Generalized Linear Models

10 minute read

Generalized Linear Models (GLMs) provide a powerful and flexible framework for modeling a response variable ($Y$) that is non-normally distributed or related to the predictors ($X$) in a nonlinear way. GLMs generalize Ordinary Least Squares (OLS) regression by allowing for response variables that have error distribution models other than a normal distribution.

Components of GLM

A GLM consists of three key components:

Random Component: The probability distribution of the response variable, $Y$, must belong to the Exponential Family of Distributions.
Systematic Component (Linear Predictor): A linear combination of the predictor variables, $\eta=x^T \beta$.
Link Function: A function, $g(⋅)$, that connects the expected value of the response, $\mu=E[Y]$, to the linear predictor: $g(\mu)=\eta$.

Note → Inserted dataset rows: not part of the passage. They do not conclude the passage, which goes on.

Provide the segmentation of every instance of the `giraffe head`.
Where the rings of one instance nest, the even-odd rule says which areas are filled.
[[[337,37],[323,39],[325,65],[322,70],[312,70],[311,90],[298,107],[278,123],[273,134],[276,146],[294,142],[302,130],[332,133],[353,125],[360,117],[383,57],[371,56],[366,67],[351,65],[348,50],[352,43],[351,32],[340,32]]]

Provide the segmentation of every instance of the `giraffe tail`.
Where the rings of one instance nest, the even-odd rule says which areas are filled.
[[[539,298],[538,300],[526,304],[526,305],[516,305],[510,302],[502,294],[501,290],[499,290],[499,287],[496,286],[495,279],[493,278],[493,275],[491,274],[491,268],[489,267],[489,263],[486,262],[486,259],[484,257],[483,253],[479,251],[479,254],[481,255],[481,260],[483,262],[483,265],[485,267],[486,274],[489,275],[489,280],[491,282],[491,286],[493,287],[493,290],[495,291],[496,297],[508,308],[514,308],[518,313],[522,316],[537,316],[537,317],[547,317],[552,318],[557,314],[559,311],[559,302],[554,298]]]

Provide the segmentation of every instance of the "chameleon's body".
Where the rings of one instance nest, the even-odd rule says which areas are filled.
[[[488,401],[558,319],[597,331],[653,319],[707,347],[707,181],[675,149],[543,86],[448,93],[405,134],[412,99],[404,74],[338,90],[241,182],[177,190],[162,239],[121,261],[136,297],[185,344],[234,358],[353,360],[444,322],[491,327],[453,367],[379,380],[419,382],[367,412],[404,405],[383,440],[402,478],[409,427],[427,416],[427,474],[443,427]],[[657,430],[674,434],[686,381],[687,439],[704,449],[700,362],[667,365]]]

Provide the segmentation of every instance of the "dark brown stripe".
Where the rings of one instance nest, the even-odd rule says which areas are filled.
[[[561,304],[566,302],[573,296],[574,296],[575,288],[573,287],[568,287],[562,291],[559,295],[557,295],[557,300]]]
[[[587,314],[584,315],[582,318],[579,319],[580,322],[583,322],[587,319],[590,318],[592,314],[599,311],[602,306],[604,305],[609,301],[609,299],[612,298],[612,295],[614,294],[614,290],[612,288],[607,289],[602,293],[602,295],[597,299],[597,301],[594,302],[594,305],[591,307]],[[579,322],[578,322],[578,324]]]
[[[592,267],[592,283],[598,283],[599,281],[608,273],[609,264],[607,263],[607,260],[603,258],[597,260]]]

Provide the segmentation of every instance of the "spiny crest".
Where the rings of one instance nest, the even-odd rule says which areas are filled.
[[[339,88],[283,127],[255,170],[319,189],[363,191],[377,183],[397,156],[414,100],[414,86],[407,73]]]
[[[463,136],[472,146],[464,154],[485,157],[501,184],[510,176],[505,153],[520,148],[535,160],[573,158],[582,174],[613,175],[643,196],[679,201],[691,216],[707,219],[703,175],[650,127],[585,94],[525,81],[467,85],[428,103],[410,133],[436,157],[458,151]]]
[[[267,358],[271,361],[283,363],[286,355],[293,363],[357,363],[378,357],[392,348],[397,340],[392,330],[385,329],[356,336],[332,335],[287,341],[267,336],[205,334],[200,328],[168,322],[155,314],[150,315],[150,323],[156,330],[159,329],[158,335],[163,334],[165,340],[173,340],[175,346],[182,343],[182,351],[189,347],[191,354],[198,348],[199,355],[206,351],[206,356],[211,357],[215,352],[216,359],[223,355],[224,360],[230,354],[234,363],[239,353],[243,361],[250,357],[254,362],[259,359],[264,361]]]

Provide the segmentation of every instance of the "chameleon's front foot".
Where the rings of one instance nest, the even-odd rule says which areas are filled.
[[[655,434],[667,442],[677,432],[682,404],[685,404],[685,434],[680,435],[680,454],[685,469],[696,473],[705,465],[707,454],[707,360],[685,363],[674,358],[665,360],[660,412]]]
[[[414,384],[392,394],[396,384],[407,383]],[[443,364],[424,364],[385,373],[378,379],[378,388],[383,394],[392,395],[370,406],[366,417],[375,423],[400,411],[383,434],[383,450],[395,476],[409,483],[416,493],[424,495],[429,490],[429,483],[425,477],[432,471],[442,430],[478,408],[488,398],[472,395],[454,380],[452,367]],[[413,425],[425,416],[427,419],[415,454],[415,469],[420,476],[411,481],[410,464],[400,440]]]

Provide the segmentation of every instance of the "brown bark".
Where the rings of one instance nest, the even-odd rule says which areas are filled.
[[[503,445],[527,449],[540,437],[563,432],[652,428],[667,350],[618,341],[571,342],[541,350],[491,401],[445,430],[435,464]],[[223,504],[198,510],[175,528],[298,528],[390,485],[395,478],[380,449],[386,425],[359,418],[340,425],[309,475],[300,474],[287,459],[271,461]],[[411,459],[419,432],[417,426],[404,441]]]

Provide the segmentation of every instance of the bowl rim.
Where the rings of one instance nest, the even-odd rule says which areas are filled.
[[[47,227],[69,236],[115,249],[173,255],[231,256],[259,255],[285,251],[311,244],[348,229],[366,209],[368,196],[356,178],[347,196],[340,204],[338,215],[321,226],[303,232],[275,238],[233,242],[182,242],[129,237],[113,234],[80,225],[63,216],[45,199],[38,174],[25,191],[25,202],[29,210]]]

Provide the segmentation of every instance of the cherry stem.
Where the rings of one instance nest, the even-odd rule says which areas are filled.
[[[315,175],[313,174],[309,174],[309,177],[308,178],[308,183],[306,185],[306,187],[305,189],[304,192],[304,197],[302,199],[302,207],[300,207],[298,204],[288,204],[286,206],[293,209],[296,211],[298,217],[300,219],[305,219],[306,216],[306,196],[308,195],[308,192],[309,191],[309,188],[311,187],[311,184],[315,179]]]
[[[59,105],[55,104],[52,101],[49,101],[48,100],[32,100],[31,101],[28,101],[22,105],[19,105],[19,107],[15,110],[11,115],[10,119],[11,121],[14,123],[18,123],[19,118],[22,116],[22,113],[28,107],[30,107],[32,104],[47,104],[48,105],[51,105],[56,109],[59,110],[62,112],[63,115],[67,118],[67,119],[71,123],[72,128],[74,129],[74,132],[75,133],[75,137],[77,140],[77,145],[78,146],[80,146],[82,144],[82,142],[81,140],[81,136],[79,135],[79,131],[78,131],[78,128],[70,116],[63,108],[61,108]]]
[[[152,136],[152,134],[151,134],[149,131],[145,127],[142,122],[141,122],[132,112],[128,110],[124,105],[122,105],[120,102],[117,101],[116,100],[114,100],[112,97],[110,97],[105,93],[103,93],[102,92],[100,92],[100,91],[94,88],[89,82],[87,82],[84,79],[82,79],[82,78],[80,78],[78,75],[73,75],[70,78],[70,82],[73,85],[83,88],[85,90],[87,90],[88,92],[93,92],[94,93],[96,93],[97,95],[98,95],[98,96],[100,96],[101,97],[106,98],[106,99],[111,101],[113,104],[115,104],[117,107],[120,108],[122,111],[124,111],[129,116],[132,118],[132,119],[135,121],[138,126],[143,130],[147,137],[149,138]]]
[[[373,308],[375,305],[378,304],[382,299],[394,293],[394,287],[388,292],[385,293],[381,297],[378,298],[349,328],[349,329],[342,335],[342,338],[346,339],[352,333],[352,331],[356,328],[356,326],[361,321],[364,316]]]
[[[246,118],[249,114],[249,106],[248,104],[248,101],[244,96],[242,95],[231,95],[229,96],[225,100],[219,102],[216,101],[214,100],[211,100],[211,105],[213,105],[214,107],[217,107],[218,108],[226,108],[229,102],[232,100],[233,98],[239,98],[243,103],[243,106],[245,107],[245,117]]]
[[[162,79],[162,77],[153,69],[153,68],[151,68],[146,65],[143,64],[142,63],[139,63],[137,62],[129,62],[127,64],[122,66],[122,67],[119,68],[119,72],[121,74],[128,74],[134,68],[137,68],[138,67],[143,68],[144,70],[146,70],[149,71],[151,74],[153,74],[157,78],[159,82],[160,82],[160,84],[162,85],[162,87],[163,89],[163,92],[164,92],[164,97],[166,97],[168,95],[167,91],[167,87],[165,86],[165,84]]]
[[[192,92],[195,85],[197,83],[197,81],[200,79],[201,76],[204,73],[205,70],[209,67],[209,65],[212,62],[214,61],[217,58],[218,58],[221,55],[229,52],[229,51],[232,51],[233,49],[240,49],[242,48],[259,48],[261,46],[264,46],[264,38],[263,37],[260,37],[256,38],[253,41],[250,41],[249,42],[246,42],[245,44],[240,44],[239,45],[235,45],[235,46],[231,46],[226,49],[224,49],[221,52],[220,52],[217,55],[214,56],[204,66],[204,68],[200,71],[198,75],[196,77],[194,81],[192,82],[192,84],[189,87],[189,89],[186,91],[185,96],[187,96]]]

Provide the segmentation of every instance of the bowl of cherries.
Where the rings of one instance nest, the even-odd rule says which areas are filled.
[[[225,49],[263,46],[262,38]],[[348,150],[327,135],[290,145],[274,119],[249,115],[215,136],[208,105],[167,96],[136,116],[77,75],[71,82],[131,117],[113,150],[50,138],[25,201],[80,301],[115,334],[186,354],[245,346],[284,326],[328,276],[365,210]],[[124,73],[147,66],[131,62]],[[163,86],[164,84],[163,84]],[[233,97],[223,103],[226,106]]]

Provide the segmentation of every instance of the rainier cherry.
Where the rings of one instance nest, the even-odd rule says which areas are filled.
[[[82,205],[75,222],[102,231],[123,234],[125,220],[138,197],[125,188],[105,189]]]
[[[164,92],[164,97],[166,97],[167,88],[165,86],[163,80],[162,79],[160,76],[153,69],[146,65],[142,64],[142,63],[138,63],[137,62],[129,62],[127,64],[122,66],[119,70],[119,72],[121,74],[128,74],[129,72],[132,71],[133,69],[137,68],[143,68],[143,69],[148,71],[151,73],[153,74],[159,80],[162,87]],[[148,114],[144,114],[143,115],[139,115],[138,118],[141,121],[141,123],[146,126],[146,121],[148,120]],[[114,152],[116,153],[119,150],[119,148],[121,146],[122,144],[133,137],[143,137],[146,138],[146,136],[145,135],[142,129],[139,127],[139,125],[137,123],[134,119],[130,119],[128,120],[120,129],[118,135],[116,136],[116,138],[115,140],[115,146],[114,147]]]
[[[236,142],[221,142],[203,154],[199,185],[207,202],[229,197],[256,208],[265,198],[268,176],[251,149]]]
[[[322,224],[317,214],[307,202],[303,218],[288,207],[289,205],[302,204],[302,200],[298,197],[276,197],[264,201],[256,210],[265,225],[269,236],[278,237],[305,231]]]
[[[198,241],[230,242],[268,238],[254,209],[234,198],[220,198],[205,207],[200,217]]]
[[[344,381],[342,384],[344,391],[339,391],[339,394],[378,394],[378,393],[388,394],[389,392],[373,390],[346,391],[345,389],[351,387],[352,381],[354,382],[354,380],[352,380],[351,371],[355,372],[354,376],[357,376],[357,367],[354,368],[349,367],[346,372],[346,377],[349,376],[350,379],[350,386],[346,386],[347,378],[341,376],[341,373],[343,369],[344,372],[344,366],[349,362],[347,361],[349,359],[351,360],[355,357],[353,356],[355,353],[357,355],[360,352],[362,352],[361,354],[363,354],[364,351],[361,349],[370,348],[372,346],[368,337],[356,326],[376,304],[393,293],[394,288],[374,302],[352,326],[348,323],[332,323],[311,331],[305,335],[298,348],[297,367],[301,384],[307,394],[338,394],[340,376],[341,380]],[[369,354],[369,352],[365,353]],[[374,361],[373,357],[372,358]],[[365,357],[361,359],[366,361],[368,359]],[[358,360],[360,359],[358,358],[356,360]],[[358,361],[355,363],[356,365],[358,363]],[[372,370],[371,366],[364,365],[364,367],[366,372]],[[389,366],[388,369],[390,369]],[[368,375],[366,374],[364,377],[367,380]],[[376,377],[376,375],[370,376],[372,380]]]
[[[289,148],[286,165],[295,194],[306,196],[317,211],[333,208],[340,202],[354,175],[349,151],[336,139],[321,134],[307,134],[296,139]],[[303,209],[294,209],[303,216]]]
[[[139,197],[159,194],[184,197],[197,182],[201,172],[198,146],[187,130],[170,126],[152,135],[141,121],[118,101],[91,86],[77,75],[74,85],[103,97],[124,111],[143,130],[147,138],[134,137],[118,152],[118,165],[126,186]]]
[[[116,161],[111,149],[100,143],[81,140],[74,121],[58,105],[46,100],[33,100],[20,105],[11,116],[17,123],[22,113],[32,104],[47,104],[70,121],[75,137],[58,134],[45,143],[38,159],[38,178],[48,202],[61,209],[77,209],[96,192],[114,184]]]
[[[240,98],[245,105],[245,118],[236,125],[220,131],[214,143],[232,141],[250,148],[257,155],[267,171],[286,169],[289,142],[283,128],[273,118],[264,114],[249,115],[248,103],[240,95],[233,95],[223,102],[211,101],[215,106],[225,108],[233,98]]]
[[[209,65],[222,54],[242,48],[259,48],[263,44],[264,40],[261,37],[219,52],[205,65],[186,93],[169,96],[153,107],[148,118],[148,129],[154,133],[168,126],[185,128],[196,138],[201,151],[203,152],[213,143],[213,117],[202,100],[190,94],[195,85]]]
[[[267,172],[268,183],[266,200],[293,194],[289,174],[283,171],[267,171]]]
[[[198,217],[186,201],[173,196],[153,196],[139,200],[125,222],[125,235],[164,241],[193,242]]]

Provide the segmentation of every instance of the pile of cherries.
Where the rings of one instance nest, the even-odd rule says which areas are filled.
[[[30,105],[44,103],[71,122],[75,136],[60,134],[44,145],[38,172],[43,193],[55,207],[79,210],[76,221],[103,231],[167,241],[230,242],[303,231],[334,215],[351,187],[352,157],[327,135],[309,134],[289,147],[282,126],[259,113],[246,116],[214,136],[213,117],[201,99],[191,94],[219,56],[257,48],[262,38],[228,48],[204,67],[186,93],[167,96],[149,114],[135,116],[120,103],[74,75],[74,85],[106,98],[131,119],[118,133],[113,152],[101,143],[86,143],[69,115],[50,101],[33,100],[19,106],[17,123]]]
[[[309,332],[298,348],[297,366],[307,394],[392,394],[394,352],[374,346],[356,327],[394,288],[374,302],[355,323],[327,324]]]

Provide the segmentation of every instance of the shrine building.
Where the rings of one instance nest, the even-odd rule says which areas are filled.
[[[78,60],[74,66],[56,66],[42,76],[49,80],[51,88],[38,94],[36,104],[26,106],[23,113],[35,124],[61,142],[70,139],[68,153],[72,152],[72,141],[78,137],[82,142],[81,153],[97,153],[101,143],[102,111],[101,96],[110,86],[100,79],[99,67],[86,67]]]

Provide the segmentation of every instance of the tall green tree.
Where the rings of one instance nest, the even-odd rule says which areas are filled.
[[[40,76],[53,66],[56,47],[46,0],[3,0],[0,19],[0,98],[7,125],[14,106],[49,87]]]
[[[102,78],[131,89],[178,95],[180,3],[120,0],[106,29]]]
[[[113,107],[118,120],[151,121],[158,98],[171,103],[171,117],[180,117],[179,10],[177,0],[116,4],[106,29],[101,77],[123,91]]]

The Exponential Family of Distributions

The Foundation

The Random Component of a GLM relies entirely on the Exponential Family of Distributions. This is a class of probability distributions (including Normal, Poisson, Binomial, Gamma, etc.) whose density/mass function can be written in the standardized, canonical form:

\[f(y; \theta, \phi) = \exp \left(\frac{y \theta - b(\theta)}{a(\phi)} + c(y, \phi) \right)\]

where

$\theta$ is known as canonical parameter, which links to the mean $\mu$.
$b(\theta)$ is a cumulant function which ensures the distribution integrates to 1.
$a(\phi)$ is a dispersion parameter function which is often proportional to variance.
$c(y, \phi)$ is a normalization term.

The Utility of the Exponential Family

The canonical form is essential because it yields a simplified and unified set of mathematical properties for all distributions in the family, which are crucial for model fitting:

Mean-Variance Relationship

The mean ($\mu$) and the variance ($V$) of the distribution are directly defined by the cumulant function $b(\theta)$ and the dispersion parameter $\phi$:

Mean: $\mu=E[Y]=b’(\theta)$
Variance: $Var[Y]=b’’(\theta) \cdot a(\phi)$

The ability to express the mean and variance as simple derivatives of the function b(θ) is one of the most elegant mathematical properties of the Exponential Family. This is derived directly from these requirements:

The probability density/mass function must integrate or sum to one ($\int f(y;\theta,\phi)dy=1$ or $\sum f(y;\theta,\phi)=1$).
The mean of a variable $Y$ is $\int y f(y;\theta,\phi)dy$.
The variance is expressed via the mean like $E[Y^2]−(E[Y])^2$.

Canonical Link Function

This is the most powerful feature. The canonical link function $g_{\text{canonical}}(\mu)$ is simply the function that maps the mean to the canonical parameter:

\[g_{\text{canonical}}(\mu)=\theta\]

When the canonical link is used, the model is simplified to $\theta=x^{T} \beta$. Since $\mu = b’(\theta)$, the canonical link function $g_{\text{canonical}}(\mu)$ is the inverse function of the mean structure $b’(\theta)$.

Here is an overview of the common canonical link functions:

Distribution	Type of Data	$Var(Y)$	Canonical link $g_c(\mu) = \theta$	Application
Normal	Continuous, Unbounded	$\phi$ (constant variance)	Identity: $\mu$	Classic Linear Regression (OLS)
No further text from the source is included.